26 de setembro de 2020
Vítima: Fabiano de Sousa Ribeiro, de 30 anos
Acusados: A ser esclarecido
Situação Processual: Em investigação

O crime ainda é investigado pela Polícia Civil, mas foi apurado que os assassinos de Fabiano são os mesmos de Antônio Giovanni da Silva Monteiro. A Polícia recebeu uma publicação do Facebook, que trazia a imagem da vítima, cuja legenda fazia alusão ao CV. Fabiano moraria em área da GDE.

3 de outubro de 2020
Vítima: José Maria Cavalcante de Sousa, de 56 anos
Acusados: Humberto Alves da Cruz, Claudenis Sousa de Oliveira, Francisco Angelo Pereira Cavalcante, André Barbosa do Amaral e Romario Costa da Silva
Situação Processual: Denúncia recebida pela Justiça

Conforme denúncia do MPCE, a vítima foi morta nas proximidades da oficina de marcenaria em que trabalhava. Dell, Romário e Angelo teriam chegado ao local e atirado diversas vezes.

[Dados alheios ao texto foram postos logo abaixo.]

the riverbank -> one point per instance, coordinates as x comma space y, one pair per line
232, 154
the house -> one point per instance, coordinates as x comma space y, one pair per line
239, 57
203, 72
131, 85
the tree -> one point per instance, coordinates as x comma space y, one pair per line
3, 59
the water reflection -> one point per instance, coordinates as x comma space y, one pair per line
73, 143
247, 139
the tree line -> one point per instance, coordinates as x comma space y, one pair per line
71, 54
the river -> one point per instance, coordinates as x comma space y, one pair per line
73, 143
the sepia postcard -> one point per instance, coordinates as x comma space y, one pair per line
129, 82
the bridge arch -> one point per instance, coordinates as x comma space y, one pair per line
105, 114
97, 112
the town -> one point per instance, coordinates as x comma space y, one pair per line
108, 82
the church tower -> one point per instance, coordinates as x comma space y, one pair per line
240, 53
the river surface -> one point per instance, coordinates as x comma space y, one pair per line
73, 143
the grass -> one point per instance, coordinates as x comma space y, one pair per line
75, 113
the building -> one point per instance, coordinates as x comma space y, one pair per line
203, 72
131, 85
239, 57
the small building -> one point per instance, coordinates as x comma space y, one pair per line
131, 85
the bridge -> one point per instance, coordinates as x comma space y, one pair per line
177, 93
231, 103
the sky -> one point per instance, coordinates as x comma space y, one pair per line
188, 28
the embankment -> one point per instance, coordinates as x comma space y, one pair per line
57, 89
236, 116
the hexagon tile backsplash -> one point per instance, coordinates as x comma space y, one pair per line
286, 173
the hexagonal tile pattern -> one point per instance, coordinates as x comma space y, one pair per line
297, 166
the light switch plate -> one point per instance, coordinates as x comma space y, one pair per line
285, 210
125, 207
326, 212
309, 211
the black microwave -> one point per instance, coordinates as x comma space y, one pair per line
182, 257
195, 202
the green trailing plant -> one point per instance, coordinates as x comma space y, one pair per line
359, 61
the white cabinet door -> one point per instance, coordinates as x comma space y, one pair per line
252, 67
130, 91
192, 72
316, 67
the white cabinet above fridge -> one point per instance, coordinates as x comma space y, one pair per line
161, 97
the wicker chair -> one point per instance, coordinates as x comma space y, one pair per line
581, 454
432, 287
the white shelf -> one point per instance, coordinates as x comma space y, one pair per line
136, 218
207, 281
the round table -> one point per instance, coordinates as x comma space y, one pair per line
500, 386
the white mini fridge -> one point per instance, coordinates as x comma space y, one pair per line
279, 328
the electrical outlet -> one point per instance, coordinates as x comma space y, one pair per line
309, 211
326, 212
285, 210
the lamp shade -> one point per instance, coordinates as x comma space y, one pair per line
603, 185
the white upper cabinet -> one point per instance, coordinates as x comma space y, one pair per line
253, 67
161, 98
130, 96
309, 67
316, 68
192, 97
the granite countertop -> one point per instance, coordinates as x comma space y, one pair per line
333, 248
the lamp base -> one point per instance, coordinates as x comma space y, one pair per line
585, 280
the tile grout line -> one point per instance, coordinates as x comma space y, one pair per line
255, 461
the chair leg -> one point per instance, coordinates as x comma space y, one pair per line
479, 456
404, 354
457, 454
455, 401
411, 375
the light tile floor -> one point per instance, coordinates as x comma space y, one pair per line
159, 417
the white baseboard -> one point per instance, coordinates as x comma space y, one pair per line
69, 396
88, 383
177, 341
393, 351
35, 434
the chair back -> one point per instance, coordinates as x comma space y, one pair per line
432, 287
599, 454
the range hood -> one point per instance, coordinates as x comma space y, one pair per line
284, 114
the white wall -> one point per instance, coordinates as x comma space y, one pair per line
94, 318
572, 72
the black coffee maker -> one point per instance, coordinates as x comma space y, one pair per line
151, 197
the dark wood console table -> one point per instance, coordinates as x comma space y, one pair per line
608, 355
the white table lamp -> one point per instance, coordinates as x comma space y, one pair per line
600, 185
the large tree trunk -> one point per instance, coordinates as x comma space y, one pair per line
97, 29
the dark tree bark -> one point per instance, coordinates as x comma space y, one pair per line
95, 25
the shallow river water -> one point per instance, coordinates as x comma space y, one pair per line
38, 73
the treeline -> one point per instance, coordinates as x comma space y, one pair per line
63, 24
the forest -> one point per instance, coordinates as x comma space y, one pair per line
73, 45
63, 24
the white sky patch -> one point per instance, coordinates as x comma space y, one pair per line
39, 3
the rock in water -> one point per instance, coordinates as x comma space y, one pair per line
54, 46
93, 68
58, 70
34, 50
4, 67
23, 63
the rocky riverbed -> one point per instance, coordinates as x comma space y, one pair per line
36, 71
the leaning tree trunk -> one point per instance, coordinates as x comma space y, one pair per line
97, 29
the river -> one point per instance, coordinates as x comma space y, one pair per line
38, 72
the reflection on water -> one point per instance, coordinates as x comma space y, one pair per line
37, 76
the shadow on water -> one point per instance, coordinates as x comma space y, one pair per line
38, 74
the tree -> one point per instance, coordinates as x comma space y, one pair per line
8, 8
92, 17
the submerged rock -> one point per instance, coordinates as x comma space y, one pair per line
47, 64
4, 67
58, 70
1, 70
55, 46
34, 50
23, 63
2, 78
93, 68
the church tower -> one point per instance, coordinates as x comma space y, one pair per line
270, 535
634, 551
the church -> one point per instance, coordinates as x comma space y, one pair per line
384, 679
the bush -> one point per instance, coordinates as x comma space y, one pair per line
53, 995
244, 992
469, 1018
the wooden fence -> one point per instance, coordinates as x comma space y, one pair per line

A investigação apontou que o crime ocorreu após os acusados, integrantes do CV, acreditarem que a vítima enviava informações para integrantes da GDE. Antes de ser executado, José Maria foi expulso de casa, junto com toda a família, por integrantes do CV. O relatório do DHPP diz que ele foi morto por descumprir a ordem da facção para que saísse do bairro — também a oficina onde trabalhava era área dominada pelo CV. A Polícia Civil ainda afirma que o relato de que José Maria repassava informações à GDE foi inventado por Claudenis. Este queria se apossar do apartamento da família. José Maria deixou duas filhas pequenas.